Rep. Ronald Mottl (D-Pa) said approximately 29 states are now considering some form of minimum competency test in basic skills of reading and arithmetic for high school seniors. Virginia is also trying to figure out how to devise a writing competency test. Five states now administer competency tests.

Mottl said that he would like to "encourage" the other states to develop programs. Mottl originally introduced a bill making minimum testing mandatory, but he said that brought a "howl" from the education community and he "backed down."

The National Assessment of Educational Progress has found that 13 percent of 17 year olds are functionally illiterate. Scholastic Aptitude Test (SAT) scores have been steadily declining in the last decade and Mottl said 25 percent of the freshment entering Ohio State University have to take remedial courses. 20 percent of the journalism seniors at Temple University fail competency tests in English.

Mottl said he blamed the decline on absenteeism, teaching methods that stress innovation and too many electives for high school students.

The new program makes clear that the federal government not specify minimum standards to be met or what kind of tests to use.

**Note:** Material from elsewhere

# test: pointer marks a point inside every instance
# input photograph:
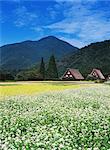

The entire bill would authorize an average of about $10 billion over the next five years for the educational programs in it.

The biggest change would be in compensatory education programs funded under title 1. President Carter proposed some $400 million in new money for concentrations of poverty areas. That combined with a committee change in the ways poverty income is determined and an allowance of a full counting for Aid for Families with Dependent Children would mean a small shift in funding to help big cities.

The South would lose about one or two percent of its ESEA money under the bill and would get less money in the future mainly because a survey of income noted a shift in poverty away from the South to the Northeast and Midwest.

Baltimore City, for example, which received $18.3 million in Title 1 money in fiscal 1978, is to get $23.8 in fiscal 1979. Cook County and Chicago are to get $80.2 million in fiscal '79, up from the $60.2 million it got this year. Los Angeles is to go from $70 million now to $91.7 in fiscal 1979.

One part of the bill that President Carter opposes would increase impact aid money, something every president in the last 20 years have tried to decrease or phase out.

Impact aid - financial assistance to school districts affected by federal activities, such as a military base - was increased by repealing a provision requiring districts to absorb a certain percentage of eligible children before receiving payments, by increasing aid to heavily impacted districts and by removing a number of restrictions on aid to low rent public housing children. The bill authorizes $1.5 billion in fiscal '79 for impact aid rising to $1.9 billion by fiscal 1983.

The District of Columbia, which gets $4.9 million now, would get $7.4 million in fiscal '79.

The bill also seeks to reduce paperwork that many educations complain about in applying for federal programs, by setting up one center for processing education paperwork and by allowing applications for three years instead of every year.

The bill, which passed the committee 36 to 0, is expected to pass the House easily without major change.